Ein Straßenzug in Carmel Valley (San Diego). Weil eine Frau ihr Traumhaus nicht bekam, versuchte sie, eine Vergewaltigung anzustiften. Foto: Google

Ein Straßenzug in Carmel Valley (San Diego). Weil eine Frau ihr Traumhaus nicht bekam, versuchte sie, eine Vergewaltigung anzustiften. Foto: Google

San Diego (US-Bundesstaat Kalifornien) – Weil eine Frau aus San Diego im Süden von Kalifornien ihr Traumhaus nicht bekam, schmiedete sie einen schrecklichen Racheplan. Sie versuchte, eine Vergewaltigung der neuen Bewohnerin zu provozieren!

Das wirft ihr die Staatsanwaltschaft vor, wie der Fernsehsender “NBC San Diego” am Freitag berichtete.

Es ging eigentlich nur um ein Haus in der Nachbarschaft Carmel Valley. Ein Paar bekam den Zuschlag für ein Haus, das auch Kathy R. kaufen wollte. Die wollte sich nicht so einfach geschlagen nehmen – und schmiedete Pläne, den neuen Bewohnern das Leben zur Hölle zu machen.

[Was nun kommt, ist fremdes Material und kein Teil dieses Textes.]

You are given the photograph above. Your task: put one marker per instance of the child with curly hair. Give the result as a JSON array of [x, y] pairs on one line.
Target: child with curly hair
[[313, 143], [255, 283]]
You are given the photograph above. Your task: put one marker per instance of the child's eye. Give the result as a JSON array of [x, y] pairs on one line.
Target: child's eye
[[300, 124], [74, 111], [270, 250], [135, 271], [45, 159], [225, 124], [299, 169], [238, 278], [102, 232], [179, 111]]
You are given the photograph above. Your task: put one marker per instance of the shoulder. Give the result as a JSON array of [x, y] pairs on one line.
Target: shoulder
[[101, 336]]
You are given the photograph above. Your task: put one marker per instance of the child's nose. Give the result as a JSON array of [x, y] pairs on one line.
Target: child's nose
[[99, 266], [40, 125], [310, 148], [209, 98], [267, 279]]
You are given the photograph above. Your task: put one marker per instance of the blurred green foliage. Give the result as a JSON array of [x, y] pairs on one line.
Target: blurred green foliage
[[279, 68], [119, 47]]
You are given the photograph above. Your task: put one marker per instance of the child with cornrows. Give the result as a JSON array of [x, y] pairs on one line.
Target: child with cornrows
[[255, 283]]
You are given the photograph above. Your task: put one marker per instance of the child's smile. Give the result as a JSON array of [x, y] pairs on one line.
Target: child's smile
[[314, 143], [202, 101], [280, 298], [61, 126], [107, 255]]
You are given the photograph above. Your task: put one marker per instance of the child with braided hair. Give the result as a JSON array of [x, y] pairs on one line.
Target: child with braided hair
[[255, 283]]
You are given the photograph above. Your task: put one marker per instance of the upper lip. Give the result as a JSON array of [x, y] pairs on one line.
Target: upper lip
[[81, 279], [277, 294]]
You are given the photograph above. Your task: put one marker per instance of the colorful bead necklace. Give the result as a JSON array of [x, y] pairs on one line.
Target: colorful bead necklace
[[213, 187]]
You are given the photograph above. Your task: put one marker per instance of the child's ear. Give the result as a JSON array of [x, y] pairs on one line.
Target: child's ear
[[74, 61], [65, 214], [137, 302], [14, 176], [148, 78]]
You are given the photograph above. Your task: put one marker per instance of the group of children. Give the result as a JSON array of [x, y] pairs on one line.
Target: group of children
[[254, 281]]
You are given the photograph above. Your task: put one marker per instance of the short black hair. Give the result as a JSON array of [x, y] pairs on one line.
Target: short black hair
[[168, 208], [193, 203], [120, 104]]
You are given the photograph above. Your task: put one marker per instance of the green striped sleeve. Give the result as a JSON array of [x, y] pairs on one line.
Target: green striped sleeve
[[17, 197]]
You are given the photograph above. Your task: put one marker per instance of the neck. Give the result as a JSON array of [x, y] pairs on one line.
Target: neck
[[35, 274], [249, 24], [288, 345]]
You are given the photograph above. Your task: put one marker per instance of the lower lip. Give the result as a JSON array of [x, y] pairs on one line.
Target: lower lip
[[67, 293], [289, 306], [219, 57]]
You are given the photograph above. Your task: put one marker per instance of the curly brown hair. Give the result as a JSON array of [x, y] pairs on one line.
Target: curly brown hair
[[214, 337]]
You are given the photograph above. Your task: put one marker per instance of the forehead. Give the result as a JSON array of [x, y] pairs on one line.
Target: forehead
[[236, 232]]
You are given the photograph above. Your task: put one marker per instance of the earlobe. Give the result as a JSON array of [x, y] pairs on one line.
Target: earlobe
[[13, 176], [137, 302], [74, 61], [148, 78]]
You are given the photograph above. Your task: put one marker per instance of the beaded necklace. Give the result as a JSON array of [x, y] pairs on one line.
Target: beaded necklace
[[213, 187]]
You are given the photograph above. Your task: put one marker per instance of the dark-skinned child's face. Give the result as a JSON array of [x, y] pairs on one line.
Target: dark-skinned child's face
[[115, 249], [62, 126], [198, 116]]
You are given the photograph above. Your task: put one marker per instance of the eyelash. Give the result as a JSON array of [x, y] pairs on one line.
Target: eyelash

So soll sie eine Online-Anzeige geschaltet haben. R. gab sich als die neue Bewohnerin des Hauses aus und bat darum, dass Männer sie besuchen sollten, während der Gatte bei der Arbeit sei. “Ich bin fast den ganzen Tag zuhause, gelangweilt und aufgegeilt”, schrieb sie laut der sehr eindeutigen Anklage einem Mann, der sich bei ihr meldete. “Ich liebe Überraschungen – wenn ein Mann einfach an der Tür auftaucht und sich Zugang zum Haus und bei mir verschafft, während ich Nein sage.”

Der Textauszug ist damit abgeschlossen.